Unfaithful abs notwithstanding, I’ve committed myself to 30 days of walking, pilateing, and oatmeal (steel cut). Consult your doctor before beginning any exercise program. Phhht! I’m more concerned with finding a pair of shorts big enough so I can bend over and breathe at the same time.
It seems like pilates come in sets of ten. Ten minutes, ten reps, ten days to lose a dress size. I think they should add “count to ten before taking an axe to your pilates chair.” Swinging an axe works the biceps, triceps, and abs (if you engage your core).
In my Lamaze class (somewhere in the last millennium) they were careful to refer to labor as “discomfort” rather than “pain.” I can assure you that my arthritic knees, my abs, and my left big toe (figure that one out) are about to give birth. I’m expecting some alien to pop out as I’m panting and blowing.
My stubborn nature and desire to get my money’s worth of shipping and handling is what spurs me on to day four. When I told my husband what it would cost to keep the chair, he spouted some invectives that could peel paint off the walls.
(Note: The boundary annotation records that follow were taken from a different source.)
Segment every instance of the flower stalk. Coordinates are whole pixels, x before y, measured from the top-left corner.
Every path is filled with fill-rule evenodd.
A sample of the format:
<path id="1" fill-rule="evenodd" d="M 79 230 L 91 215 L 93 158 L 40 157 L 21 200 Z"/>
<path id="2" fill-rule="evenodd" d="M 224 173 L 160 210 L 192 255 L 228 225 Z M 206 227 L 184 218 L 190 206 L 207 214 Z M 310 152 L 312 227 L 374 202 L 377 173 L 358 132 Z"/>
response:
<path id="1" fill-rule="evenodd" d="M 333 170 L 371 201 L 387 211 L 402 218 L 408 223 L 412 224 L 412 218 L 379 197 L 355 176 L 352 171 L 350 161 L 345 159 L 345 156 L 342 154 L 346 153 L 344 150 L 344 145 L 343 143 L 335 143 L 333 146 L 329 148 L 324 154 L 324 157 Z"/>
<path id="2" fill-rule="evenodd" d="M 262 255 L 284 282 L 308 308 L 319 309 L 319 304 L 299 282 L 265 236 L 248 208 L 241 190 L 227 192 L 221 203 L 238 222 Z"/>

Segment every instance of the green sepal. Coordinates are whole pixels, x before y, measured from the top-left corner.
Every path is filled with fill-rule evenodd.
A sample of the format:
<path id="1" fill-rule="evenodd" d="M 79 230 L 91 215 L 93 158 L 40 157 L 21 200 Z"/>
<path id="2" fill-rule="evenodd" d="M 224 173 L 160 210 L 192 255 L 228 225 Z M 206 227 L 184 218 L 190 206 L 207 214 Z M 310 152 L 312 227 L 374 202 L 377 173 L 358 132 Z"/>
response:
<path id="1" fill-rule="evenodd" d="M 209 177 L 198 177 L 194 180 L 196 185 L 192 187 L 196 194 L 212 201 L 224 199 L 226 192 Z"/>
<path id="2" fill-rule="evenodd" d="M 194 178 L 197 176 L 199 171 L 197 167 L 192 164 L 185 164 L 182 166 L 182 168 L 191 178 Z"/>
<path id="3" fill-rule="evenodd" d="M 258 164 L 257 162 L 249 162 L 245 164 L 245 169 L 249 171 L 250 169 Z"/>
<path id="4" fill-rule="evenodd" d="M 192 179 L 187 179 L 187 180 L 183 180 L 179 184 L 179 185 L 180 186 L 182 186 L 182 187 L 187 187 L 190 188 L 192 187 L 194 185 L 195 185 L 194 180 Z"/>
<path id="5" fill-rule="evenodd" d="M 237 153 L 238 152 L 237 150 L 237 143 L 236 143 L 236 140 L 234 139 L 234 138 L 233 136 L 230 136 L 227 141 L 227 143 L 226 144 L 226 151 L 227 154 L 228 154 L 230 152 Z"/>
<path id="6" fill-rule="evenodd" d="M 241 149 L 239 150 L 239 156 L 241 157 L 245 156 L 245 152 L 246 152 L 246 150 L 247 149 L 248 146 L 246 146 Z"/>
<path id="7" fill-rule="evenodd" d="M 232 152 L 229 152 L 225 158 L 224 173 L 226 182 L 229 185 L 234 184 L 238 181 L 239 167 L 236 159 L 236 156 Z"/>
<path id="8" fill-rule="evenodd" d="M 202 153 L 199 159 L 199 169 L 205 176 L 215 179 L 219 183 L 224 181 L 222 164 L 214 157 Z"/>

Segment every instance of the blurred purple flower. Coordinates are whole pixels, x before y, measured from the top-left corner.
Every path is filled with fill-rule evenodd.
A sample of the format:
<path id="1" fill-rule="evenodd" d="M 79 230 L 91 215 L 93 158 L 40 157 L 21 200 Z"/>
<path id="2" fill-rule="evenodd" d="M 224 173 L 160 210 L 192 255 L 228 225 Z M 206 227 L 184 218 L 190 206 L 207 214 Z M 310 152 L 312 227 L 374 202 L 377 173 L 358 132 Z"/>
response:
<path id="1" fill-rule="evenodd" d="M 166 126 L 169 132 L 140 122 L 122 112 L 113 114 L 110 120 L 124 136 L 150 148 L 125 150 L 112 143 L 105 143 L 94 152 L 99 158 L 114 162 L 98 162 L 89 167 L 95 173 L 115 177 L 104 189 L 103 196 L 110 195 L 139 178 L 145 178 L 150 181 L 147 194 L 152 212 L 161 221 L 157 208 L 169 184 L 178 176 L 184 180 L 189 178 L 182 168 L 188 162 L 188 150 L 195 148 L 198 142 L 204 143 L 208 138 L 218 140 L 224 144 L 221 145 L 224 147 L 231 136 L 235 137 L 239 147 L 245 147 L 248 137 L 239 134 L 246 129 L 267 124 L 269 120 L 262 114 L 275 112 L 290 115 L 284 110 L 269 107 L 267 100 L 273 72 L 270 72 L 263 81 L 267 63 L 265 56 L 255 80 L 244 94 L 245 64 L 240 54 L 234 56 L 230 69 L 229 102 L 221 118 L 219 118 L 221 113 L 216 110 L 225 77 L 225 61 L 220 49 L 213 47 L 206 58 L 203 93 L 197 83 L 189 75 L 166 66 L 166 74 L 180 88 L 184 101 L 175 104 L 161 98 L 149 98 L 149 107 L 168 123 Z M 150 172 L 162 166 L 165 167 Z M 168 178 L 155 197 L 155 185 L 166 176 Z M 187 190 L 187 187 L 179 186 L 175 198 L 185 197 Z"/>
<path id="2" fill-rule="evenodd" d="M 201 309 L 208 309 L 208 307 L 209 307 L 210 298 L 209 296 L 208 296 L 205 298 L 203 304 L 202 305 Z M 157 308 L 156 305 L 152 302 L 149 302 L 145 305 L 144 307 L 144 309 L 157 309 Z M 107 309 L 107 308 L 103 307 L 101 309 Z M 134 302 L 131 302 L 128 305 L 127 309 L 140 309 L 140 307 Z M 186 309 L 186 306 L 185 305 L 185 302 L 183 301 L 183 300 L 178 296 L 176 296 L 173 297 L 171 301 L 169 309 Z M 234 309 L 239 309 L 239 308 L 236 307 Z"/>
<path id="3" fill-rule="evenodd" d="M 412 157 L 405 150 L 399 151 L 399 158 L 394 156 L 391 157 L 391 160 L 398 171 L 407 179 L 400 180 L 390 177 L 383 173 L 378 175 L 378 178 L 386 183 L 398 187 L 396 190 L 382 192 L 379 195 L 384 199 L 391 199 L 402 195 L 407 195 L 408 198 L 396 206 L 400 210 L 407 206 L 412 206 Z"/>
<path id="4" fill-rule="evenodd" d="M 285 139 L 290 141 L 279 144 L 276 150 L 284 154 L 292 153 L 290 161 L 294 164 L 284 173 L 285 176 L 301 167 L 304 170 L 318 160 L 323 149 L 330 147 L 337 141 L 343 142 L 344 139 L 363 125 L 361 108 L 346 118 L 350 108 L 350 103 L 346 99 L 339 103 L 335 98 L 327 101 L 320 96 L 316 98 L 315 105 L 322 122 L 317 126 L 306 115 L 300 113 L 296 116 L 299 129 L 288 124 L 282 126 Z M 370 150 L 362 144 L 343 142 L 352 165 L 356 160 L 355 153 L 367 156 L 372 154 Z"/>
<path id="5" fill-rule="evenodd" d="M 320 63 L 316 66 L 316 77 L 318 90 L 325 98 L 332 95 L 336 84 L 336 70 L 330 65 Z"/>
I expect that when I graduate to the full 45 minute workouts, my enthusiasm and pain tolerance will drop dramatically. I’m counting on gaining enough strength from the exercises so that by day 29 I’ll be able to hoist the sucker onto the counter at the post office without putting myself into traction.
Karla,
I agree with you– some exercises do feel like labor! This is a hilarious post! What were those words your husband used? Very intense to peel the paint off! Be careful hoisting it onto the counter at the post office; maybe you can convince the postman to lift it, and then he’ll be in traction instead of you! Take care!
If I repeated what Dave said, I’d be banned from my own blog.
Better you than me. Sucker! What’s the return period on the television offer? Forty-five days and they’ll be back in Shanghai laughing their heads off!
As they say, “Hope you lucky!”
I could wallpaper a beach house in bubble wrap from all the packing material. It’s going to take a lot of imagination to get it back in the box.
Hmmm, labour as discomfort rather then pain, hmmm? I take it that none of the people who actually said that had given birth themselves?
I was expecting the instructor to walk into the labor room and say, “Ha-ha. Gotcha!”
Whoever called it “discomfort” had to be a man!
Karla, kudos to you! You are One Tough Cookie!
Speaking of cookies?
I think I have some tasty little lemon sandwich yummies left in the cabinet. IF Joan didn’t get to them.
I gotta go…..
Don’t mind me. I’ll just be over here munching on some delicious raw cauliflower.
Ewwwwwwww
Cauliflower is meant to be cooked, and covered with a rich cream sauce. Or cheese sauce! Not eaten raw!
I agree!
About 1 cup of buttermilk ranch dressing will make raw cauliflower florets go down smoothly. Otherwise, it’s like chewing on styrofoam.